Fungating testicular germ cell tumours: Case report and narrative review of clinical presentation and management strategies.

Abstract

Fungating testicular germ cell tumours represent a rare and extreme manifestation of neglected testicular cancer. These cases typically arise after significant delays in presentation, reflecting advanced local disease and, in many instances, concurrent metastatic spread.
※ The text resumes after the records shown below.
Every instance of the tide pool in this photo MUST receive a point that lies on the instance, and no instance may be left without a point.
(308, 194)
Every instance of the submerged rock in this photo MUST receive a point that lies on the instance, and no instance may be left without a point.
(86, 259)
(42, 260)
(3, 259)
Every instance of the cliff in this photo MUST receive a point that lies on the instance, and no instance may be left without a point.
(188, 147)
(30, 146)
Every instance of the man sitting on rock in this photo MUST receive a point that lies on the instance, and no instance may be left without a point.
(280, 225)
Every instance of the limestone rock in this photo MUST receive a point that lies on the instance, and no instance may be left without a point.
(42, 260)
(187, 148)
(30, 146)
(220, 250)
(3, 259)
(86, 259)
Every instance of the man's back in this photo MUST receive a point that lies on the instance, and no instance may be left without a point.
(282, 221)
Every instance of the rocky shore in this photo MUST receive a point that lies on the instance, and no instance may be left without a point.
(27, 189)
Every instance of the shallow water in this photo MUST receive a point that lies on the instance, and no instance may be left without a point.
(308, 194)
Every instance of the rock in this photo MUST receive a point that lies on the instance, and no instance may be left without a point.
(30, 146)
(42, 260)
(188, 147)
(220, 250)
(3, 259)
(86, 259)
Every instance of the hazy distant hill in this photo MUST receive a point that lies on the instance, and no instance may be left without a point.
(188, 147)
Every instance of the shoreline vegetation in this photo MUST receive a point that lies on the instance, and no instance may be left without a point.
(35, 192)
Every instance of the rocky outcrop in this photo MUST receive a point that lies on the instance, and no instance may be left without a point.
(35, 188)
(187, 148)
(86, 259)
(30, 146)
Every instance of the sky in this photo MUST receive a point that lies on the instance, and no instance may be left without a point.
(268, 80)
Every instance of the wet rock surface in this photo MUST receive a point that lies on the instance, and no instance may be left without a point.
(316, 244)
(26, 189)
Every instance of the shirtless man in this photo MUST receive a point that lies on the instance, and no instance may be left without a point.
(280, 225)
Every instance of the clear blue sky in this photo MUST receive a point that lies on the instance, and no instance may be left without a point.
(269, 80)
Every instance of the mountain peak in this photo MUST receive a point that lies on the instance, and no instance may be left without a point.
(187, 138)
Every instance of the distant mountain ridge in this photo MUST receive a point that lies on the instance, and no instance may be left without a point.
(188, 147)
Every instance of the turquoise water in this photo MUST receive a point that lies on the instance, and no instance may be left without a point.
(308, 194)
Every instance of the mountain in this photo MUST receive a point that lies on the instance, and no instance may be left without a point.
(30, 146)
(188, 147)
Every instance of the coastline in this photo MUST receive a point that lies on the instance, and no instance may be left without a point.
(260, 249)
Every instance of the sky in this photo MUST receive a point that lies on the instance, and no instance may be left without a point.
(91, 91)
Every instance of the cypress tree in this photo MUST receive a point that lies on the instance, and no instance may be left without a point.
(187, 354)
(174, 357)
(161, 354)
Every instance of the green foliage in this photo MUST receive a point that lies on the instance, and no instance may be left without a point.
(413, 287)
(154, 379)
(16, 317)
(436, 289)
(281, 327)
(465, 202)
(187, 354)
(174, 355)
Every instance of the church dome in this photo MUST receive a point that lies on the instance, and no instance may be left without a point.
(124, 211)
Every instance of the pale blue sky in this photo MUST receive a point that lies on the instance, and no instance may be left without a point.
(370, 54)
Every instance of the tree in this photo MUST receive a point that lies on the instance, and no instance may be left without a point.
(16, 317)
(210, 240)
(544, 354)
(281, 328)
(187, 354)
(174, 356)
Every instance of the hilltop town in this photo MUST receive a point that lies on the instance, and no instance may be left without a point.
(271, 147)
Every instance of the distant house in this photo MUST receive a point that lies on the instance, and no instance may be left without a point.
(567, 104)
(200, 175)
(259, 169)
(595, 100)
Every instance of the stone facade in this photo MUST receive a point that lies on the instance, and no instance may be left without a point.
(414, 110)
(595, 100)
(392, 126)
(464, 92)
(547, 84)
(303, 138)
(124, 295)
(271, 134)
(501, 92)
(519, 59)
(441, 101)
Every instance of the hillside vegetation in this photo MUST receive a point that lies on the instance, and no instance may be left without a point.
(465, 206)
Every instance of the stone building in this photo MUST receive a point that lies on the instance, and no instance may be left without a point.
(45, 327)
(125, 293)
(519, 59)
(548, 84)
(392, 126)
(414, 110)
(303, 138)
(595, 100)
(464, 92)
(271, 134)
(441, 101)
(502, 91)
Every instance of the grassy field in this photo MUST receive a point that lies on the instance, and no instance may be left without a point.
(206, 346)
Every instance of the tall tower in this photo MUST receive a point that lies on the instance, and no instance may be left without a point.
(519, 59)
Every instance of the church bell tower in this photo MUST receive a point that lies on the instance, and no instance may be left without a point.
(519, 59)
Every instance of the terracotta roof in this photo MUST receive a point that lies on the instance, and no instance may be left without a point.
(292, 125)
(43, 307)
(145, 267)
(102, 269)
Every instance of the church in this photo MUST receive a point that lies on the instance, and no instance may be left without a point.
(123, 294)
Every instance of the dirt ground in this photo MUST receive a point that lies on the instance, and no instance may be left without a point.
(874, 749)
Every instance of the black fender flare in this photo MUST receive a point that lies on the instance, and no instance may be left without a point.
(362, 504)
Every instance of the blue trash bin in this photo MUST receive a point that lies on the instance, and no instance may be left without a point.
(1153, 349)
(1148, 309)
We present the case of a 41 year-old man with a year-long history of a progressively enlarging, ulcerated scrotal mass. Biopsy confirmed seminoma without evidence of metastasis. Given the extent of local disease, the patient received neoadjuvant etoposide-cisplatin chemotherapy, resulting in dramatic tumour regression. This facilitated a radical orchidectomy and wide local excision with primary closure and clear margins. He remains disease-free 12 months post-treatment. To better understand the management and outcomes of this rare presentation, a narrative review was performed, indentifying 19 comparable cases of fungating GCTs over the past 28 years. The median age at presentation was 36, with a median diagnostic delay of 6 months. Non-seminomatous subtypes, particularly embryonal carcinoma, predominated and carried a higher risk of metastasis. While upfront surgery was attempted in ten cases, it frequently required extensive resections and yielded positive margins. In contrast, six patients received neoadjuvant chemotherapy, leading to marked tumour regression in five, improved surgical outcomes, and no reported positive margins. These findings highlight the potential advantages of neoadjuvant chemotherapy in managing extensive, locally advanced GCTs, even in Stage I disease. While concerns exist regarding infection risk in the setting of fungating tumours, these were not borne out in the reviewed cases. Multidisciplinary input is invaluable in optimising sequencing of therapy in such complex presentations.